The next day my new driver turns up to transfer me to Negombo, my final stop in Sri Lanka. I thought a couple of days by the beach before moving on would be nice. New driver (he was only young BTW) asked me if I would like to go to his house for a cup of tea, as it was on the way, and meet his wife and see his rabbits?? No I said, all full of new found bravery, can we go straight to Negombo. Within half an hour, I sitting in a strangers house, looking very awkward, while I could see his wife preparing food. New driver’s English wasn’t great and for a moment I’m thinking I’m about to be fed rabbit curry ? All ok though, wife brings out fruit and milk ??♀️ More awkwardness because I’m not really sure what I was doing there….I eat my fruit and then got taken to see some very healthy looking rabbits ?? I thanked and hugged the wife and we are back on the road. Another long and uncomfortable drive to my hotel. The distances aren’t loads in Sri Lanka, but the roads are so overcrowded with traffic that to get anywhere, takes ages. When we finally arrive it was a nice hotel overlooking the ocean. I sat on my balcony and watched the sun set.
After a good nights sleep, I dropped off my laundry, and took a TukTuk into the main part of town. I visited a post office and then walked along to a Catholic Church. This area of Sri Lanka is very Catholic/Christian because of the Portuguese/Dutch/British colonising it years ago. When I got near the church I could hear music and singing so went to investigate. It turns out that a wedding was in progress so I stood at the back and watched for a while. The good thing about the Catholic Church is that although the mass was in Sri Lankan, it was basically the same, so I could follow what was going on. I even participated in the ‘Peace be with you’ bit, although we didn’t shake hands we just put ours together and bowed at each other ??. I left the church shortly after that, feeling I was intruding a bit too much, and continued walking. I visited the local market, and then another Christian church before returning to the hotel, and a swim in the ocean. All in all a pretty perfect day.
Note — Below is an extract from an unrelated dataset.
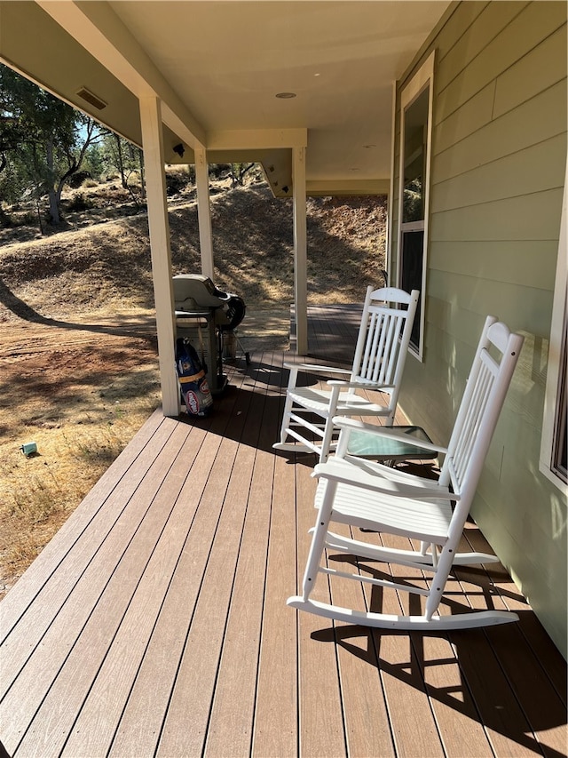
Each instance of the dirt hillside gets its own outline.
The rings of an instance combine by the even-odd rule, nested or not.
[[[146,215],[116,181],[66,203],[64,231],[43,235],[26,209],[0,230],[0,596],[159,403]],[[169,203],[174,274],[199,272],[194,188]],[[248,347],[286,349],[291,203],[218,182],[211,204],[216,283],[245,299]],[[383,283],[384,198],[308,204],[310,303],[360,301]]]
So that is it, my time in Sri Lanka is over. I have an early flight tomorrow to Kuala Lumpur, where I’m going to stop for a few days, on route to Vietnam. More lessons learned…..I still need to be stronger at saying ’NO’, I can get over homesickness, Sri Lankan people are lovely, I still need my mother from time to time (she’ll love this bit), I definitely prefer potato to rice and finally, I still hate my mouth over heating from too much chilli/spice ? (But I am getting better).